I knew him in the “golden years,” when Joe Engel would pal around with Gus Chamberlain and trade baseball players for live turkeys. Joe, who was a close friend of my grandfather and owned the Lookouts in such a way he was declared “The Barnum of Baseball,” was this town’s biggest character at the time. Joe actually had his portrait painted of the back of the toilet seat in the rest room of the press box “to honor of my friends in the press,” and Luther loved to tell the stories when we’d share time together.

I’ve owned two dogs, thanks to Luther, and would always laugh when he’d counsel the lady listeners, “I’ve told you time and time again … don’t put your purse on top of the car when you are unlocking the door.”

He could cause a run on the grocery stores by simply whispering “snow is in the forecast” and it was rumored he and he alone had the command to close entire school systems if the superintendent didn’t call in time.

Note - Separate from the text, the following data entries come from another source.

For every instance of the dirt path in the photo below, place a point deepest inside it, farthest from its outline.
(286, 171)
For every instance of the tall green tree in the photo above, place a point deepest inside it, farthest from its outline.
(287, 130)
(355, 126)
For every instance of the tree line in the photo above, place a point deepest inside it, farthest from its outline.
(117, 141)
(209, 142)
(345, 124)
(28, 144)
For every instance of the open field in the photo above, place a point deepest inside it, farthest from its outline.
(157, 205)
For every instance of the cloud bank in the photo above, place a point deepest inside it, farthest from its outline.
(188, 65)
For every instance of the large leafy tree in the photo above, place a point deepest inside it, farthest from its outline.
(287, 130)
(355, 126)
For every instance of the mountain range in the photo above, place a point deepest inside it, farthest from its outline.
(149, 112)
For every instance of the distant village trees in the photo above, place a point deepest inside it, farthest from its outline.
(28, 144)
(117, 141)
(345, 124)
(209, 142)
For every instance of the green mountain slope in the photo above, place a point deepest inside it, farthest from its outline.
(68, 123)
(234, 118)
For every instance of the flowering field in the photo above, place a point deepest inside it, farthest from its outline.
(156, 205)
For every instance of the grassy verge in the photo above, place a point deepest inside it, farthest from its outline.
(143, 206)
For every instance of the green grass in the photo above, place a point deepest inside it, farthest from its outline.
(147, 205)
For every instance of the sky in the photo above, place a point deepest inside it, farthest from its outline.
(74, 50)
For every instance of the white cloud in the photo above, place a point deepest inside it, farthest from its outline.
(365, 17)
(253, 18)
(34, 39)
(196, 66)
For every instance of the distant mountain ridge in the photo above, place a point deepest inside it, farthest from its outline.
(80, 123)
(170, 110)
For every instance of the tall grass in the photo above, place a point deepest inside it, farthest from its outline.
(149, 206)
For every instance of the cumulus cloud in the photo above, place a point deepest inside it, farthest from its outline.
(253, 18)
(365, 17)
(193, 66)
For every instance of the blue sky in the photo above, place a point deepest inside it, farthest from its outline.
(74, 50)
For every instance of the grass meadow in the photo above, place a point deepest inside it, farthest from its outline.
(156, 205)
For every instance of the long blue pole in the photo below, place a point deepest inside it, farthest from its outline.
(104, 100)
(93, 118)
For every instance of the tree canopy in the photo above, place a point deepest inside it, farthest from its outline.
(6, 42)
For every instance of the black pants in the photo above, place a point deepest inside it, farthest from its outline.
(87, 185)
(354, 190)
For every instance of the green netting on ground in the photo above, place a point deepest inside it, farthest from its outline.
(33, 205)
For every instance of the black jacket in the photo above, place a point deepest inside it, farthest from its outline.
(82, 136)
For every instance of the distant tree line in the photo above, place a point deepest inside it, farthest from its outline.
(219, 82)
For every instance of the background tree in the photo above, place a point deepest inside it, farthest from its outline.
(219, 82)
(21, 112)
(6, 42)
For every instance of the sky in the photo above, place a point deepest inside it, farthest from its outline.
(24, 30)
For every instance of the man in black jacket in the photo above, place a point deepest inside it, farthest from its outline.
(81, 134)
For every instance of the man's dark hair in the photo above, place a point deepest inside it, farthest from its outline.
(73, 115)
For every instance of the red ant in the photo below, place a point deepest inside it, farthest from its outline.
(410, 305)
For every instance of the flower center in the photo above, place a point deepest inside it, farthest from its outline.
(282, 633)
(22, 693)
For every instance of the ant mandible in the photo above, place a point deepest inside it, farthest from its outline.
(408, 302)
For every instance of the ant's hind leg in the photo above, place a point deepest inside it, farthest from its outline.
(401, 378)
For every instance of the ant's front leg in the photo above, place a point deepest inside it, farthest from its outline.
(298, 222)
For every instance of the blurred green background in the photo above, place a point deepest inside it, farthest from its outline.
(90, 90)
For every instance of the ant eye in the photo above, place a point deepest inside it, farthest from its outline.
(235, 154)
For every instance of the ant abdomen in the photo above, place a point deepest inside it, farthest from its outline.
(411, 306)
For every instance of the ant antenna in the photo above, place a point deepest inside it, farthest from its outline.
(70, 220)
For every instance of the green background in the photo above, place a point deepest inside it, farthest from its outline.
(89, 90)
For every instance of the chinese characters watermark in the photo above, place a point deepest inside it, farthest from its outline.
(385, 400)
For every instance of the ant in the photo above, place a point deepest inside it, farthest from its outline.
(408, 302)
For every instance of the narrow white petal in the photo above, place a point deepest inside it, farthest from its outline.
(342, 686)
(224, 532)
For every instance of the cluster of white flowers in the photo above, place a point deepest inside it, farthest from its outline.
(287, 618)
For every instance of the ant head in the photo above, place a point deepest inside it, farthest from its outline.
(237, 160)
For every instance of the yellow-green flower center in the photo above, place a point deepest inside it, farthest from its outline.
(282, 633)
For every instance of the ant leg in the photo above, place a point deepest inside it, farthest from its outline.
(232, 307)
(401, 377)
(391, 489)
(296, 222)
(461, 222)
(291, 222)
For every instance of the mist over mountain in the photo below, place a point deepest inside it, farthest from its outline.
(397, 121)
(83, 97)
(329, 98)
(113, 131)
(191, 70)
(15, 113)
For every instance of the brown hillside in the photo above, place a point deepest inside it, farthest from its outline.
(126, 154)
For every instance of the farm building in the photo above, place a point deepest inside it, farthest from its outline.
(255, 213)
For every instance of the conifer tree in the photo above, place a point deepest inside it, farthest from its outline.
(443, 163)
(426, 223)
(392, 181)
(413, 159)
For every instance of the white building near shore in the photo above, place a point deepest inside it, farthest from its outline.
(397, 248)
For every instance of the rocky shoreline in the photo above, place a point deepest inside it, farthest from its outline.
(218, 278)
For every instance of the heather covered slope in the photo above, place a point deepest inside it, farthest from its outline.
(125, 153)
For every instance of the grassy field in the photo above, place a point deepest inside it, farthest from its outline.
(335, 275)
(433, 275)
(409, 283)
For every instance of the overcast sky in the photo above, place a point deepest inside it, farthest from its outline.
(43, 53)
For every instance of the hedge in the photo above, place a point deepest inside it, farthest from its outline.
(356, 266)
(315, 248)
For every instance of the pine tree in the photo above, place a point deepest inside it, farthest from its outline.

Seriously, school systems would blatantly instruct their students, “Do not call the school … listen to Luther!”

Our friendship blossomed early. One morning he played a record of Roger Williams playing “God Bless America” on the piano and I searched for a copy everywhere to no avail. It was the greatest rendition ever, outside of Kate Smith, and several days later I found a cassette Luther had made for me on my typewriter. He did stuff like that all the time – the mark of a man – and every Saturday he cut the grass at the Avondale Baptist Church out of his love for the Lord.

As soon as his son Jeff was old enough to drive he joined our sports staff and the entire Masingill family, with Mary involved in so many community events and Joanie such a charmer, have been such blessings to our community. Remember this, we didn’t lose Luther – the life lessons he taught and shared every day simply came to an end, with each listener richer for it.

I will forever be indebted by the fact in my formative years, his music selection formed my love for the “old standards,” my collection today over 12 days from end-to-end on my iPod, and, while I was left in the wake of Counting Crows and Coldplay and Smashing Pumpkins, after all these years the lyrics by Sinatra, Streisand and the “songs Luther played” still accompany my every day.

The great Indian Proverb teaches us, “All men must die but death cannot kill their names.” So it’s true, we will remember “Luther” forever, not because he reunited man and dog, or lived so long it was him who first told us of Pearl Harbor. No, instead it was as Abraham Lincoln once said, “In the end, it’s not the years of your life that count … It’s the life in your years.”

The difference was “Luther” shared those many years, every day between 6 a.m. and 10 a.m. on WDEF, and we will never forget him for it.